Last week, San Francisco banned chocolate milk from their public schools—the last frontier in an effort to purge sugary foods from cafeterias and vending machines. The ban will go into effect this fall at elementary and middle schools.

According to a report from the SF Chronicle, the ban removes 35 to 40 calories from student’s daily meals, but banning chocolate milk doesn’t always lead to a healthier student body: Los Angeles stopped serving chocolate milk in schools in 2011, but has recently reversed the decision, citing the fact kids might be more likely to drink milk if a flavored option is available. San Francisco, on the other hand, is still pursuing cutting down on kids’ sugar intake, and hope their students will simply adapt to the ban by drinking more regular milk.

The decision comes in the wake of recent promises from the Trump administration to roll back school lunch standards, some of which were introduced by former first lady Michelle Obama’s healthy eating initiatives. Many schools have complained that food kids want to eat that are also both high in whole grains and low in sodium are difficult to make, according to U.S. News.

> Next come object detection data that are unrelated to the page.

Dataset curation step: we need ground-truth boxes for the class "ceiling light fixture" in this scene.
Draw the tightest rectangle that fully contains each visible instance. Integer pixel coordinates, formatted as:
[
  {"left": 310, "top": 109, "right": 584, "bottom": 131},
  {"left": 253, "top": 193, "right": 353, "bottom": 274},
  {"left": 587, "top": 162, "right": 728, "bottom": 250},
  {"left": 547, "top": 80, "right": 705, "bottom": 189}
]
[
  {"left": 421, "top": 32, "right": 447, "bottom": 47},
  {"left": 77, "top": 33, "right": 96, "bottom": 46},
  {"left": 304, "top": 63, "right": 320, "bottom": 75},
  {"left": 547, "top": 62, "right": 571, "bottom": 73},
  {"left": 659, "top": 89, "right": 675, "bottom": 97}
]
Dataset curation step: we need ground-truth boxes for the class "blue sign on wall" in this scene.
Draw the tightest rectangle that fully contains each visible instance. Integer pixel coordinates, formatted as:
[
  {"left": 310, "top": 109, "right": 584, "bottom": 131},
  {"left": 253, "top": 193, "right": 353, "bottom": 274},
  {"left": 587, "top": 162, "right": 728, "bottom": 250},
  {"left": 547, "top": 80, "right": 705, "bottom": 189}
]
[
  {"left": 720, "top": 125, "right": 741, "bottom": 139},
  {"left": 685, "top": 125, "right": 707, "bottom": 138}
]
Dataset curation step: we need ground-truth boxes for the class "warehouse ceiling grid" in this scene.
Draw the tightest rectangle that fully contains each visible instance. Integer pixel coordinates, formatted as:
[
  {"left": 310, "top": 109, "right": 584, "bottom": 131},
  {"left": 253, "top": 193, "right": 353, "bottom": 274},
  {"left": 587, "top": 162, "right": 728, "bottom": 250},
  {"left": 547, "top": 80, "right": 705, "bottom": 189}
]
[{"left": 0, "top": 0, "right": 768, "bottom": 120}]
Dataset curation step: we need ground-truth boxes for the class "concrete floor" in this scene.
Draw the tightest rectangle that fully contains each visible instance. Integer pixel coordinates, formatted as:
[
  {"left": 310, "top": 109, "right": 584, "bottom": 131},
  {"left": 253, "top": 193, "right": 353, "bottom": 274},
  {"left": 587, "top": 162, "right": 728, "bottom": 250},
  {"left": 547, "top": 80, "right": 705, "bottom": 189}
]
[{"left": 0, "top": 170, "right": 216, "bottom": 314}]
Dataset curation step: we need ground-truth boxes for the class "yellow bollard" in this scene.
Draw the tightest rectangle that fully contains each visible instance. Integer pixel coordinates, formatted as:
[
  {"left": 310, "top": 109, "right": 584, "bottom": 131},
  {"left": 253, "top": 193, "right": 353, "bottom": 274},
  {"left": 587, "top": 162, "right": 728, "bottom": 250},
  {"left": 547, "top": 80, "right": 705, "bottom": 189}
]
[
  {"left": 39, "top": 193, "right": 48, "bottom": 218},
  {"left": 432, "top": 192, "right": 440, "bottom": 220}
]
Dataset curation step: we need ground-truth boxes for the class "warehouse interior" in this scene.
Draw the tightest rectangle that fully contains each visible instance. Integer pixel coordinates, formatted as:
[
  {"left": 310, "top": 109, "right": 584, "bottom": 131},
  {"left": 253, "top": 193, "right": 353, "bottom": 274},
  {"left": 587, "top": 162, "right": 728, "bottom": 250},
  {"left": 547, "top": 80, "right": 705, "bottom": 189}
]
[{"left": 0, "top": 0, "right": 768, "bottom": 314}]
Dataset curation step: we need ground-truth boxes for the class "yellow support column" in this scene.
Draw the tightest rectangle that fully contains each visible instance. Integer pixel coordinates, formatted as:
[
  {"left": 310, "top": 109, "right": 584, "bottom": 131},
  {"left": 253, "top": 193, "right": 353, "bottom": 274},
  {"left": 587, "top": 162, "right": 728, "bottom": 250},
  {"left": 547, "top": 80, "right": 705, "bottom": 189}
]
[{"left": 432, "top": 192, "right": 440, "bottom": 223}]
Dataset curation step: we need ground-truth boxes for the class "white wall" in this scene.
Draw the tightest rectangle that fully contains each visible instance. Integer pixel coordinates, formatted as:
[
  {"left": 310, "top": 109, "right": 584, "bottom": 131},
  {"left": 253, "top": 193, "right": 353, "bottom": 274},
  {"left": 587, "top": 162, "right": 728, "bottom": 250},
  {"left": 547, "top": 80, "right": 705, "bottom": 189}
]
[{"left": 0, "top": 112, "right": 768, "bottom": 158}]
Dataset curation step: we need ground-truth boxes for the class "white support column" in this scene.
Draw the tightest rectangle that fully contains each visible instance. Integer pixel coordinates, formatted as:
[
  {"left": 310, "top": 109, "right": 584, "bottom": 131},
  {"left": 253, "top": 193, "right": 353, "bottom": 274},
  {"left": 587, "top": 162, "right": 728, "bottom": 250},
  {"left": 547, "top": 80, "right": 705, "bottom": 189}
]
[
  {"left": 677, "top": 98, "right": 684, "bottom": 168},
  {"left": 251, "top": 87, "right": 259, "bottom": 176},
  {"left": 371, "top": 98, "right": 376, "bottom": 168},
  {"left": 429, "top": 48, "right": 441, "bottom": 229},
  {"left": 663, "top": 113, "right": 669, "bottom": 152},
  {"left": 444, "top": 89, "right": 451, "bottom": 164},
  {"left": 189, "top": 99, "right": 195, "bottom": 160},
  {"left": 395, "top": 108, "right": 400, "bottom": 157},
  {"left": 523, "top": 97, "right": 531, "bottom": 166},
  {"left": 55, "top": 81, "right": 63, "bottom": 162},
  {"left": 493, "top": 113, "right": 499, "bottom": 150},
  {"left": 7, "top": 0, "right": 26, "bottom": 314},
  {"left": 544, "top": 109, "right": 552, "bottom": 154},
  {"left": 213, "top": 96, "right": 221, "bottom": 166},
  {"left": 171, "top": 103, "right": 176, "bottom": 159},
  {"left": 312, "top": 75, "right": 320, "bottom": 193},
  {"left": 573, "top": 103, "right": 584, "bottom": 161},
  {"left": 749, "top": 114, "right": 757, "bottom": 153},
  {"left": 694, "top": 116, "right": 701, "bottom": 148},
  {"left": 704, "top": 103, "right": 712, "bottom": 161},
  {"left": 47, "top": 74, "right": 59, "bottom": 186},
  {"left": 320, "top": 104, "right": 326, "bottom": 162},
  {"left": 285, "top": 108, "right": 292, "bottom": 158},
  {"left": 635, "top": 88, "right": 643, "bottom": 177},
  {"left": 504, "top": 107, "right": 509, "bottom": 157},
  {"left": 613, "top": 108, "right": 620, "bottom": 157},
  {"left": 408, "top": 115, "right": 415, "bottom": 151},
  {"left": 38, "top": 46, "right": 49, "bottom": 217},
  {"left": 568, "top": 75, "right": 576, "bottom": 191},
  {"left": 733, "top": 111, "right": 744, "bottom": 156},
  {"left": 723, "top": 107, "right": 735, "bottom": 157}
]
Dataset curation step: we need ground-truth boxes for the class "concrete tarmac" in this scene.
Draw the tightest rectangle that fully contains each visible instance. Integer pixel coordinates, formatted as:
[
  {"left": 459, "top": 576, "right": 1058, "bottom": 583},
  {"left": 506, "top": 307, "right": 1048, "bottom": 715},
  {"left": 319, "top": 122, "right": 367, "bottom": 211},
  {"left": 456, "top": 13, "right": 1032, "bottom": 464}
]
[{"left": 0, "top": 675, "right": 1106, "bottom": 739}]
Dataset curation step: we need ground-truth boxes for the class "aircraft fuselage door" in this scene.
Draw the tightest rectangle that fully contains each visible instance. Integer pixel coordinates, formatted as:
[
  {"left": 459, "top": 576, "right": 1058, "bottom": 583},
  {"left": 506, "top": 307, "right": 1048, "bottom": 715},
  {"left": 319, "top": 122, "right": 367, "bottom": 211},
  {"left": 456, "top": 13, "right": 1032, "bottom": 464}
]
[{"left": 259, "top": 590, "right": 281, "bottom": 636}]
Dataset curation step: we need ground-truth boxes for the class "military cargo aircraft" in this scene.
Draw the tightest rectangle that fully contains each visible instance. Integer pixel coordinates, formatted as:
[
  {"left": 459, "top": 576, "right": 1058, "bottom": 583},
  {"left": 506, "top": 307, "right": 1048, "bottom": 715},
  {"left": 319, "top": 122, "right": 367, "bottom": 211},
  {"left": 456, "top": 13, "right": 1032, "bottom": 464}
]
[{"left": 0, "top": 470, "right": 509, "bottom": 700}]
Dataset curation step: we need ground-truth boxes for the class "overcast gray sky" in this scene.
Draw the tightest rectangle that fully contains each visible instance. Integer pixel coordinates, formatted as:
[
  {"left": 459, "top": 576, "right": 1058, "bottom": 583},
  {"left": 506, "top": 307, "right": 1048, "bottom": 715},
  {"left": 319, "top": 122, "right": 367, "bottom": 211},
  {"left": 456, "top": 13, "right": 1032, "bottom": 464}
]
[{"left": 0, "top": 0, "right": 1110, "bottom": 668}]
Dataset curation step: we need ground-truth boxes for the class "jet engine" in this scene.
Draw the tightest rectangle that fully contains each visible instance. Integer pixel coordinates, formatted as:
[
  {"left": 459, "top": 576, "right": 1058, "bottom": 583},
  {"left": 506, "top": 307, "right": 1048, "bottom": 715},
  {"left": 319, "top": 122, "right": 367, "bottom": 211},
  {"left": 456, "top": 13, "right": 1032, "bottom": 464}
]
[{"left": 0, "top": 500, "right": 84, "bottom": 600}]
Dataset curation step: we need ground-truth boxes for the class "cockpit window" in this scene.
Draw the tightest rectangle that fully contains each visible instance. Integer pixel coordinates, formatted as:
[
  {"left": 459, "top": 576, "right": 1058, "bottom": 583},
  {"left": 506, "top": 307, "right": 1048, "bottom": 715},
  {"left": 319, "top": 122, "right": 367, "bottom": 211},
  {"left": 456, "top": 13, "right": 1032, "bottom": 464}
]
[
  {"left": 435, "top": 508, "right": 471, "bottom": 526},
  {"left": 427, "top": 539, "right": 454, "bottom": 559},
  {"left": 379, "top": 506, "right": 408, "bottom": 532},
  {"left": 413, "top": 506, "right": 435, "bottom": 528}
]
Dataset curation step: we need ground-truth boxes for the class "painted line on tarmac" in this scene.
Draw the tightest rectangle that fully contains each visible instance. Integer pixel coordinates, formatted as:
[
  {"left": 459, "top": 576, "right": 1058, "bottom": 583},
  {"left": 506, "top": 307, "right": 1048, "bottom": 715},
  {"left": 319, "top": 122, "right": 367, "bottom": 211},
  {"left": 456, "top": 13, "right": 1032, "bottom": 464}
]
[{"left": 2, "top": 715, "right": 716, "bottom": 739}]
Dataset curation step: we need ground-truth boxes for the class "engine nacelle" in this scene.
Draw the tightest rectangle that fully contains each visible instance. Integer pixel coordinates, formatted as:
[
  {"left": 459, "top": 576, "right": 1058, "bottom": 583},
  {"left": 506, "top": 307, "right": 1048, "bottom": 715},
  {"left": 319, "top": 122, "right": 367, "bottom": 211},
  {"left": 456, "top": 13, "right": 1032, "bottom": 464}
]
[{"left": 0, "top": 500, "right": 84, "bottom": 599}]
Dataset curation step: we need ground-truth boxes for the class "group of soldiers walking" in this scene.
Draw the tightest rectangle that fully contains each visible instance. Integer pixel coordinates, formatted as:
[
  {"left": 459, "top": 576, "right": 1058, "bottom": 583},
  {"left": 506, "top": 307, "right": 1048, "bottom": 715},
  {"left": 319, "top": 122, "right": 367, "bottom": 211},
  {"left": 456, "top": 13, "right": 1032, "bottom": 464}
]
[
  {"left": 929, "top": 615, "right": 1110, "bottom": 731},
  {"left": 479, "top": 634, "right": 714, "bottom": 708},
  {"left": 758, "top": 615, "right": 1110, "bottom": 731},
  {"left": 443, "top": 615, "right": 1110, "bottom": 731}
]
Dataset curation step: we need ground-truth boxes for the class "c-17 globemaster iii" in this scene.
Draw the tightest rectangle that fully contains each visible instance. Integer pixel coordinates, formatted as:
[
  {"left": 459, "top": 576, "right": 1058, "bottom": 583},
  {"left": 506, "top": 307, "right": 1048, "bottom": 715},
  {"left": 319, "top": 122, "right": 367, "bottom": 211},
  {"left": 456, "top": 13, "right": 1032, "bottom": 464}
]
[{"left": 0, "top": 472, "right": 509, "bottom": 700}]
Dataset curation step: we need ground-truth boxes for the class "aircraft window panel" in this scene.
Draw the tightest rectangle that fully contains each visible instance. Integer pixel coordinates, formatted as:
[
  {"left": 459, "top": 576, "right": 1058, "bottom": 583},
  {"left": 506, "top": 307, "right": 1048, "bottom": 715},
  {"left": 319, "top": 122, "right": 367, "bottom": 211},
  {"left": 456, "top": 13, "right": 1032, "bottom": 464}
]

Back in May, Agriculture Secretary Sonny Purdue suspended previous requirements limiting the amount of sodium allowed in school lunches, and allowed 1 percent flavored milk to be introduced back into cafeterias, insisting that his new ruling does “not [reduce] the nutritional standards whatsoever,” but rather provides more “regulatory flexibility,” for school districts struggling to keep up with the cost of implementing the Obama-era regulations.

However, since 2013, when schools began implanting the updated requirements, the USDA has been arguing that “healthier school meals…are working and having a positive impact on the health of our next generation.” Around the same time, the University of Illinois at Chicago conducted a nationwide study that students who ate lunches that exceeded the USDA nutritional standards were less likely to be overweight or obese than their peers who ate lunches that only met the bare minimum requirements.

In 2015, Pew was already seeing evidence that the new regulations were helping kids get healthier: Three studies concluded that students were eating an increasing number of fruits and vegetables. 

In May of this year, the Brookings Institute announced the results of study, which found that “when a school contracts with a healthy lunch company, students at the school score better on end-of-year academic tests, though they have yet to come to a solid conclusion about whether or not healthy school lunches are significantly improving obesity rates among children.

Reseachers may still need more time before they come to any definitive conclusions about how healthier school lunches are benefiting students, but evidence is mounting that San Francisco's ban on chocolate milk might be for the best.